Builders will be eligible for tax and subsidy incentives, and institutional funding at affordable rates.
Union Finance Minister Arun Jaitley, in the Budget 2017-18, has proposed to grant ‘affordable housing’ the coveted infrastructure status to facilitate higher investment in the sector and, in turn, achieve the government’s ambitious goal of ‘Housing for All’.
The grant of infrastructure status would mean builders will be eligible for many government tax and subsidy incentives, and institutional funding at affordable rates for low cost homes.
The move has evoked mixed response from the sector. Tushad Dubash, Director, Duville Estates, said, “With the infrastructure status, the sector can look at funding through insurance companies, which is a huge alternate sector and opens up a new avenue for real estate funding.”
Issue of land cost
However, Rohit Gera, Managing Director, Gera Developments & Vice President, Confederation of Real Estate Developers’ Associations of India (Pune) said, “The infrastructure status will truly see a big impact only if these lower cost funds are actually made available for acquisition of land. Without this, a large part of the funds required for the affordable segment for the construction will be provided by the end consumer. Large scale capital is not required once the land acquisition is completed and approvals are in place.”

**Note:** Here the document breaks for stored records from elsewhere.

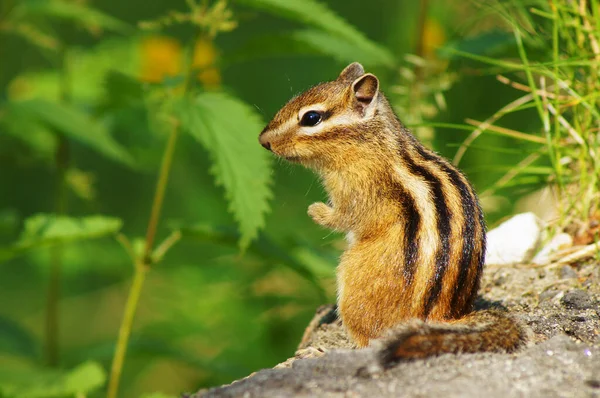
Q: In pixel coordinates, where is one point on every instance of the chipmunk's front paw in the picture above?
(321, 213)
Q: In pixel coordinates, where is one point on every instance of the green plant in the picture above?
(78, 106)
(553, 63)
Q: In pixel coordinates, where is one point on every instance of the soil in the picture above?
(559, 304)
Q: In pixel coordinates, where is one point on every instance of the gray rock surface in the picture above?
(562, 358)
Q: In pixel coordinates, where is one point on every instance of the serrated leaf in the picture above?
(314, 13)
(14, 339)
(228, 129)
(42, 383)
(76, 125)
(72, 11)
(42, 230)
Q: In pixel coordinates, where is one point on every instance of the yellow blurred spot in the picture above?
(19, 88)
(433, 38)
(205, 56)
(161, 57)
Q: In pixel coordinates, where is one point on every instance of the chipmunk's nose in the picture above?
(266, 144)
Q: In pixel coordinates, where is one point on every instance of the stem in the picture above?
(142, 265)
(420, 45)
(159, 194)
(54, 286)
(125, 329)
(56, 254)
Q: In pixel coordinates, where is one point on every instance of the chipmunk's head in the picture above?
(327, 122)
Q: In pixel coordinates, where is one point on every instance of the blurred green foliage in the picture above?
(94, 95)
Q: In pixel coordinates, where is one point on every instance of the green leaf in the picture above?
(342, 49)
(39, 139)
(316, 14)
(14, 339)
(76, 125)
(122, 90)
(42, 230)
(74, 12)
(264, 248)
(159, 395)
(42, 383)
(228, 129)
(487, 43)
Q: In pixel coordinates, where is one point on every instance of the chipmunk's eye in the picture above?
(311, 118)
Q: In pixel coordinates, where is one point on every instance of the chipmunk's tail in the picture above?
(480, 331)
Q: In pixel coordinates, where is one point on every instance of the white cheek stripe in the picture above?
(319, 107)
(336, 121)
(283, 127)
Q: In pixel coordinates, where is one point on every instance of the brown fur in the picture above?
(415, 229)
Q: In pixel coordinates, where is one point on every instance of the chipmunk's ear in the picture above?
(352, 72)
(365, 90)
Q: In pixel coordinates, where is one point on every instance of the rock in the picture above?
(577, 299)
(555, 368)
(514, 241)
(558, 242)
(567, 272)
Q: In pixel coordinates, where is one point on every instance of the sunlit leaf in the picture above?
(43, 383)
(42, 230)
(317, 14)
(72, 11)
(14, 339)
(75, 124)
(228, 129)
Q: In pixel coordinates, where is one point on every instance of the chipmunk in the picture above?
(415, 230)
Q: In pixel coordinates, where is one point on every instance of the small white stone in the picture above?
(514, 241)
(558, 242)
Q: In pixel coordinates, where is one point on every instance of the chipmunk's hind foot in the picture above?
(481, 331)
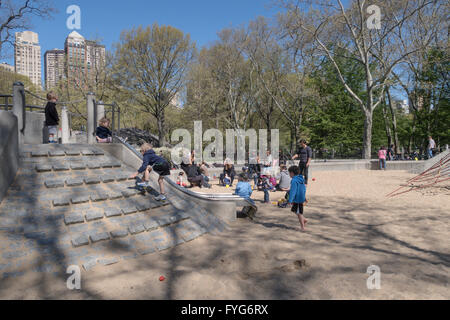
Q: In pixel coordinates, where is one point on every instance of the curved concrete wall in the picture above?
(9, 151)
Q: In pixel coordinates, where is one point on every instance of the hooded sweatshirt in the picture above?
(297, 194)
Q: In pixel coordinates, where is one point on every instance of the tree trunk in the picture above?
(161, 129)
(411, 137)
(367, 140)
(387, 126)
(394, 123)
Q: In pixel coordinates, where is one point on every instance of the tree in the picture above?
(282, 69)
(15, 16)
(335, 28)
(150, 65)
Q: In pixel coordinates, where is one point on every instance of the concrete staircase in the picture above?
(75, 205)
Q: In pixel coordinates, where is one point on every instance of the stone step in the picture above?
(70, 165)
(56, 150)
(96, 195)
(118, 211)
(146, 237)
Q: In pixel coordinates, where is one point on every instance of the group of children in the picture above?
(295, 195)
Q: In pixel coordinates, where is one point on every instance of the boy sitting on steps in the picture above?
(153, 162)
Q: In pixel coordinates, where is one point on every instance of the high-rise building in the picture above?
(84, 59)
(6, 66)
(95, 57)
(27, 54)
(54, 65)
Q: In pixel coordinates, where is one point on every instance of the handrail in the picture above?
(203, 196)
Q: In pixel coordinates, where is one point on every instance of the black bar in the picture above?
(118, 116)
(113, 120)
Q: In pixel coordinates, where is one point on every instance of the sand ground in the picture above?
(352, 225)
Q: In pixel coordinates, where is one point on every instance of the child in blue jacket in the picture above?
(244, 189)
(297, 194)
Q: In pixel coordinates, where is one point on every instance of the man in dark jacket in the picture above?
(153, 162)
(304, 154)
(194, 175)
(51, 117)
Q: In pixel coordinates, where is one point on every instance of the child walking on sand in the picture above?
(297, 195)
(153, 162)
(244, 189)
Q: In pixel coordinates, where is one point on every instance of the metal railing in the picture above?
(6, 104)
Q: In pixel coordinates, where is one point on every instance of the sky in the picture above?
(105, 20)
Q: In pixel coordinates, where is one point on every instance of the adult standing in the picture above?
(431, 147)
(304, 154)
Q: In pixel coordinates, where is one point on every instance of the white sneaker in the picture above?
(142, 184)
(161, 197)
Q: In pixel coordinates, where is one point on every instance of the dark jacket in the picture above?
(103, 132)
(51, 115)
(150, 159)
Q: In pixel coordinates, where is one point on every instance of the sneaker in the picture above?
(142, 184)
(161, 197)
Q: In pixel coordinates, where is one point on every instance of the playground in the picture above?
(352, 225)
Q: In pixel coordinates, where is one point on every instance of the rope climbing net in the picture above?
(436, 176)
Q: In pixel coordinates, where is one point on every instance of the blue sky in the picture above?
(105, 20)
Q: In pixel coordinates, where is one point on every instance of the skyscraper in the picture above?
(6, 66)
(84, 59)
(27, 54)
(54, 65)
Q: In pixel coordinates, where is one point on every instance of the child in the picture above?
(102, 133)
(180, 179)
(285, 179)
(51, 117)
(153, 162)
(297, 194)
(244, 189)
(273, 183)
(264, 185)
(226, 180)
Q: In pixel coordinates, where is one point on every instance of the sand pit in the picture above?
(352, 225)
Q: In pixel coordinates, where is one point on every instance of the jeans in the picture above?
(304, 171)
(266, 195)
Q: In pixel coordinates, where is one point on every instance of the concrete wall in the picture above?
(9, 151)
(35, 128)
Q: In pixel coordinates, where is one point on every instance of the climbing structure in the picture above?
(436, 176)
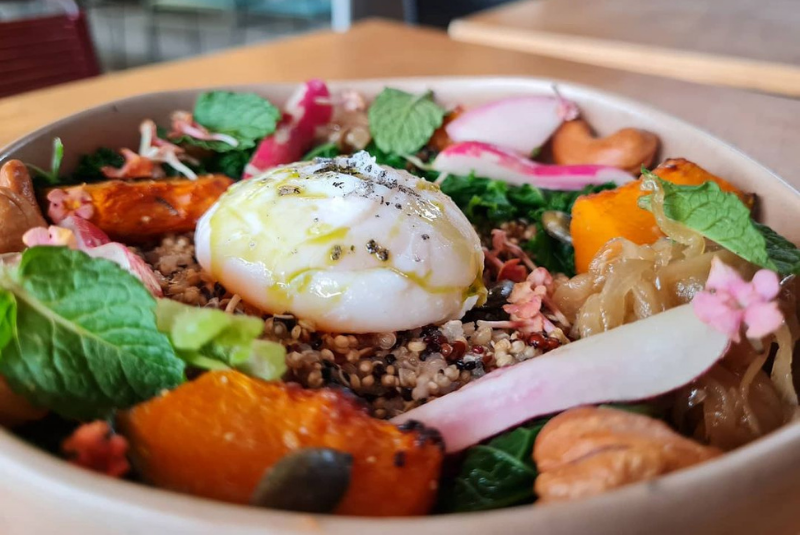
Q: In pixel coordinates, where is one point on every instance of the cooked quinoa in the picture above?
(392, 372)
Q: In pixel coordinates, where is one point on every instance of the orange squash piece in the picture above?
(216, 436)
(610, 214)
(136, 211)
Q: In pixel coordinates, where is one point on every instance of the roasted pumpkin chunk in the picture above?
(610, 214)
(136, 211)
(217, 436)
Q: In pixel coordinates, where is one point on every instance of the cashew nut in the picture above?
(629, 148)
(18, 209)
(14, 175)
(588, 450)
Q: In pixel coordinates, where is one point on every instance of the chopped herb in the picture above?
(723, 218)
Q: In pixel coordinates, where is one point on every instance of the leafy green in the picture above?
(50, 177)
(245, 116)
(785, 255)
(213, 340)
(8, 318)
(401, 123)
(496, 475)
(86, 340)
(326, 150)
(90, 165)
(231, 163)
(721, 217)
(489, 202)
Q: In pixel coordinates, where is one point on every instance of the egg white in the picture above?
(344, 242)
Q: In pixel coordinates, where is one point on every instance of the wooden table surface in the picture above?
(753, 44)
(764, 126)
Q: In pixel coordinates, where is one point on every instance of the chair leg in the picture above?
(197, 34)
(153, 42)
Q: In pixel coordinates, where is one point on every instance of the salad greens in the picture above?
(80, 335)
(90, 165)
(246, 117)
(213, 340)
(50, 177)
(723, 218)
(326, 150)
(402, 123)
(785, 255)
(498, 474)
(231, 163)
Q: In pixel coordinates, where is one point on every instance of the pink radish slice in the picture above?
(489, 161)
(637, 361)
(519, 123)
(119, 254)
(306, 110)
(87, 234)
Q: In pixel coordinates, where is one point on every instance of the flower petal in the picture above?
(766, 284)
(762, 319)
(717, 312)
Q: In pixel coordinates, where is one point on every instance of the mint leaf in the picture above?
(402, 123)
(86, 340)
(45, 178)
(214, 340)
(245, 116)
(8, 318)
(496, 475)
(715, 214)
(784, 255)
(326, 150)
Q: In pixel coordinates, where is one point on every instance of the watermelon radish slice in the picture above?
(489, 161)
(522, 124)
(307, 109)
(634, 362)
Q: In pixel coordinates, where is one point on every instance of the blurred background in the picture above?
(112, 35)
(752, 44)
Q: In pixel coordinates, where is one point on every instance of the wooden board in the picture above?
(763, 126)
(753, 44)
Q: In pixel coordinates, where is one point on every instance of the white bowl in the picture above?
(751, 490)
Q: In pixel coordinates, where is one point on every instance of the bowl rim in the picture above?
(48, 474)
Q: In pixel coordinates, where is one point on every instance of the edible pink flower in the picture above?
(729, 302)
(96, 447)
(67, 202)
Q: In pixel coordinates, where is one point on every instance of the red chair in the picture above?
(44, 51)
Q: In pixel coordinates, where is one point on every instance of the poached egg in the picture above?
(349, 244)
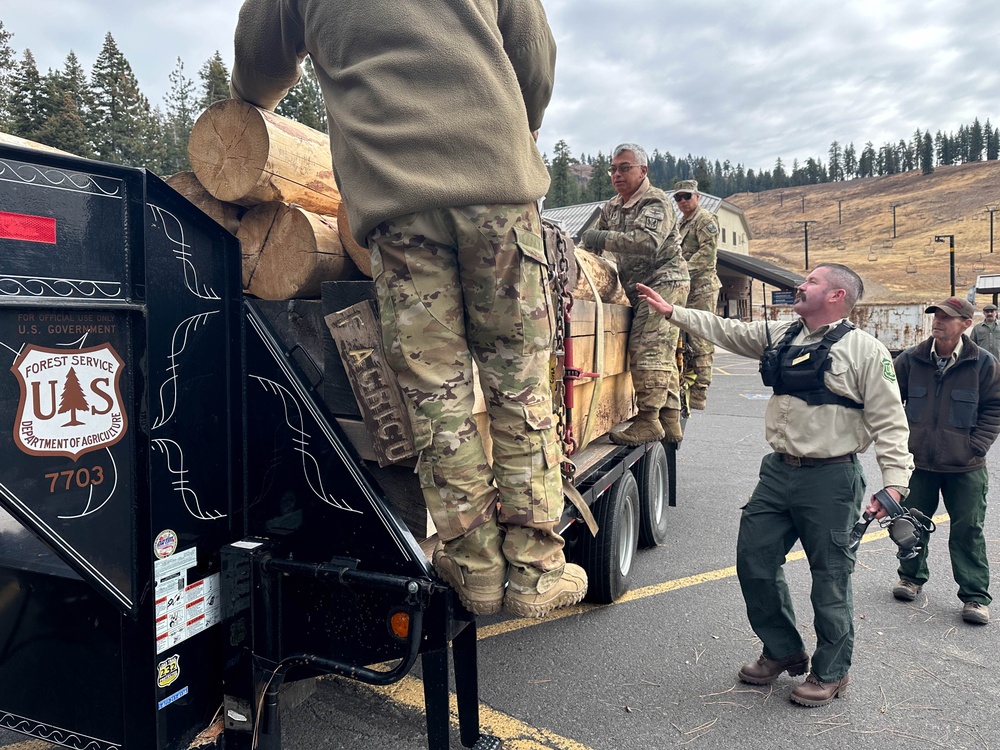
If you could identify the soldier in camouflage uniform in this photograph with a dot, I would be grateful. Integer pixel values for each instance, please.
(698, 234)
(635, 226)
(441, 178)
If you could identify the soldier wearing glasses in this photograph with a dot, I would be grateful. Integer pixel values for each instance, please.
(635, 225)
(698, 234)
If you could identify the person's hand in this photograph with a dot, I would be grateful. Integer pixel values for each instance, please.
(875, 507)
(593, 239)
(654, 300)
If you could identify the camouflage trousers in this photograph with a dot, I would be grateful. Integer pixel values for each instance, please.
(703, 296)
(652, 350)
(466, 285)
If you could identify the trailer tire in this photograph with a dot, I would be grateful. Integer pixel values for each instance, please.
(609, 556)
(653, 478)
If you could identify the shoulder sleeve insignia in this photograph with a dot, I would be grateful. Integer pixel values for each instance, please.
(887, 370)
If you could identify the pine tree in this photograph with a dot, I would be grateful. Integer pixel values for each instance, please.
(304, 102)
(7, 62)
(178, 121)
(122, 123)
(976, 141)
(25, 111)
(599, 186)
(214, 81)
(927, 154)
(778, 176)
(72, 399)
(850, 162)
(563, 190)
(992, 142)
(68, 104)
(836, 171)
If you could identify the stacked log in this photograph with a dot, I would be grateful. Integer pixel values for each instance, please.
(269, 180)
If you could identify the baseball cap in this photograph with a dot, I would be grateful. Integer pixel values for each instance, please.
(955, 307)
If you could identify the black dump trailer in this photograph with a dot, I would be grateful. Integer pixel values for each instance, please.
(184, 525)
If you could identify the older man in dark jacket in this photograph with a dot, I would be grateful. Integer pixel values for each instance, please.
(951, 389)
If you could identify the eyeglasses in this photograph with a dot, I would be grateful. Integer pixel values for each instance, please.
(623, 168)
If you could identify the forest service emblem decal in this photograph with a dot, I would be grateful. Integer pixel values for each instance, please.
(71, 401)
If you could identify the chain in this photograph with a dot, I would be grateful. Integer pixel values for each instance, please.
(559, 280)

Pointing out that in his Budget proposals last year, he had announced a scheme for profit-linked income tax exemption for promoters of affordable housing scheme and that it had received a good response, Mr Jaitley said he intended to make this scheme more attractive.
In a bid to boost affordable housing, the Budget 2017-18 proposed to ease the condition of period of completion of the projects from current three years after commencement to five years. Besides, measurement norm of affordable housing has been amended to carpet area from built-up area — a move that will expand the area and make more projects eligible.
The Budget also proposes to modify the affordable housing scheme by stating that “instead of built up area of 30 and 60 sq.mtr., the carpet area of 30 and 60 sq.mtr. will be counted. Also the 30 sq.mtr. limit will apply only in case of municipal limits of four metropolitan cities, while for the rest of the country including in the peripheral areas of metros, limit of 60 sq.mtr. will apply.
The National Housing Bank will refinance individual housing loans of about ₹20,000 crore in 2017-18, Mr Jaitley said. He added, “Thanks to the surplus liquidity created by demonetisation, banks have already started reducing their lending rates, including those for housing. In addition, interest subvention for housing loans has also been announced by the Prime Minister.”
There are also tax sops for developers struggling with completed but unsold homes, estimated at around six lakh units in eight major cities. “At present, the houses which are unoccupied after getting completion certificates are subjected to tax on notional rental income. For builders for whom constructed buildings are stock-in-trade, I propose to apply this rule only after one year of the end of the year in which completion certificate is received so that they get some breathing time for liquidating their inventory,” Mr Jaitley said. He also proposed to make several changes in the capital gain taxation provisions in respect of land and building. “The holding period for considering gain from immovable property to be long term is three years now. This is proposed to be reduced to two years,” the Finance Minister said.
“Also, the base year for indexation is proposed to be shifted from April 1, 1981 to April 1, 2001 for all classes of assets including immovable property. This move will significantly reduce the capital gain tax liability while encouraging the mobility of assets,” he added.